少し笑って頷くと、ぷるぷると身体を震えさせて応じてきた。
君主であったものが爆ぜて変化したスライムは、何やら内部に金色の……星型のような核を有していて。
んー……。他の個体よりも魔力反応が明らかに大きいな。リーダー役なのは変わらず、というところだろうか。
色や大きさが不揃いなのも――違いがあっていい、変わってもいいと、そんな風に伝えた部分があるからだろう。

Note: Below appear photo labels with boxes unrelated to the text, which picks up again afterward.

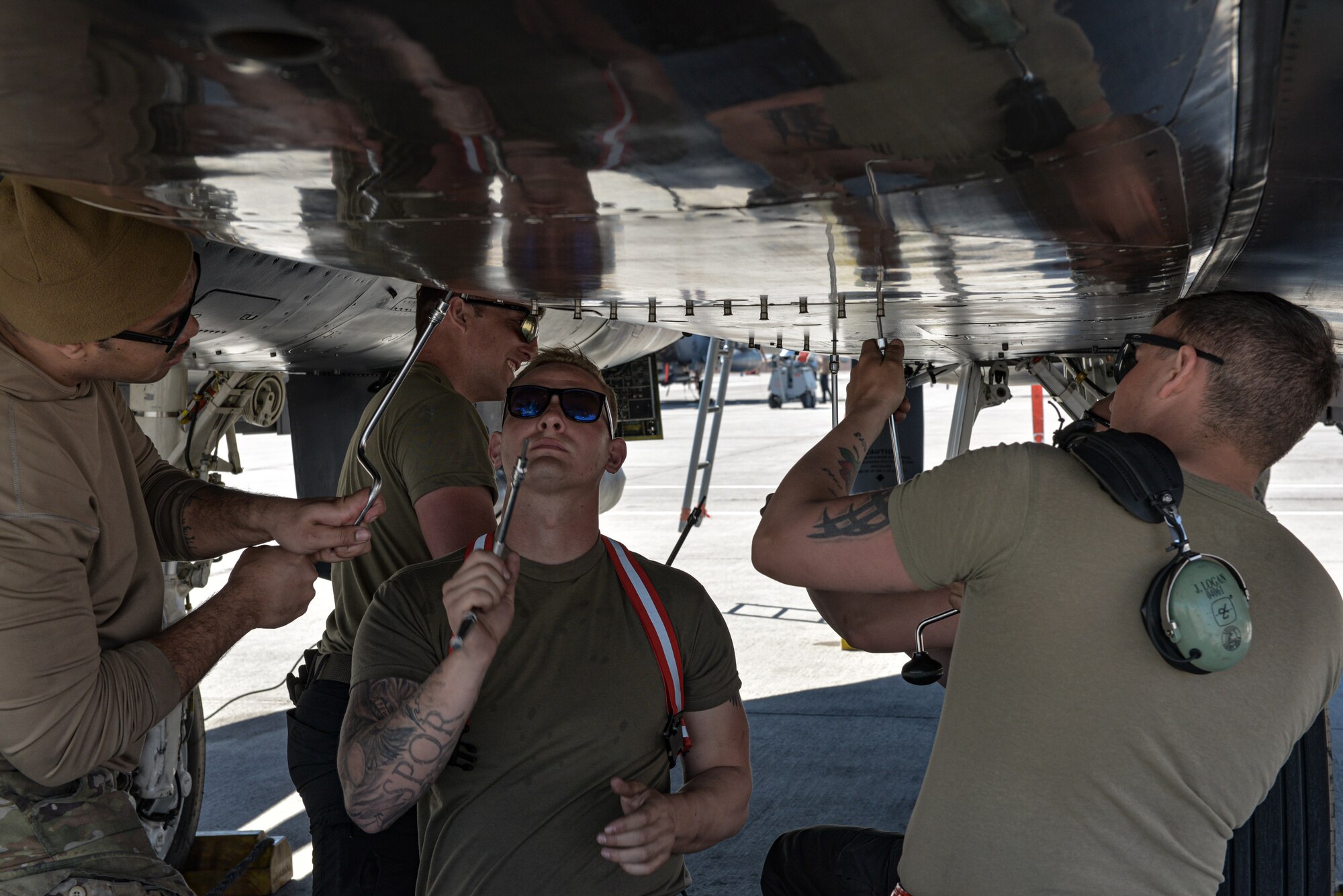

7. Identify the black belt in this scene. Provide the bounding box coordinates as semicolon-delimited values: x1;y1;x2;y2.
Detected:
309;653;351;684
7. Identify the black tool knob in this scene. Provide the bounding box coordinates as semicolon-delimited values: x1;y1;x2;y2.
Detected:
900;650;943;684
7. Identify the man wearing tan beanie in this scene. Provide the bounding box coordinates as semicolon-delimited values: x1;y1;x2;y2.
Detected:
0;179;381;896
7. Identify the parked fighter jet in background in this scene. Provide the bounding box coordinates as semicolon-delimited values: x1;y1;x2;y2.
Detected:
658;336;766;387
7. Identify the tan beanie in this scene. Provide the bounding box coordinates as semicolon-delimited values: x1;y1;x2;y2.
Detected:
0;177;191;345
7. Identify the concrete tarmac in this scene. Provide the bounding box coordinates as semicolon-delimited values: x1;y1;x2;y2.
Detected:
195;375;1343;896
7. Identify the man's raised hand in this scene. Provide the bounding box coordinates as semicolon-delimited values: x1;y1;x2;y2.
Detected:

「呪法由来の存在を解呪した上で、存在そのものは残したままで変化する、とはな。中々に常識外れな事をするものだ」
『流石はテオドール様です……!』
パルテニアラが目を閉じて頷き、エレナも嬉しそうな笑顔を見せていた。
「根本的な部分を解呪したわけではないからね。今まで積み重ねてしまったしがらみから解き放たれると良いとは思っていたけれど。だから祈りや解呪の、副次的な効果としての呪いの反転、かな?」
「祝福を受けての反転ですか。私達とも似た立場というわけですな」
「それを言うのであれば我らとも、だな。最早以前のような呼称は相応しくないであろう」
俺の言葉を受けて、オズグリーヴやドルトリウス王がしみじみと言うと、みんなも穏やかに笑って頷く。特にマクスウェル達、魔法生物組は、核を明滅させてかなり喜んでいるのが見て取れるな。
忌むべきもの達とはもう呼べない……か。確かに、そうかも知れない。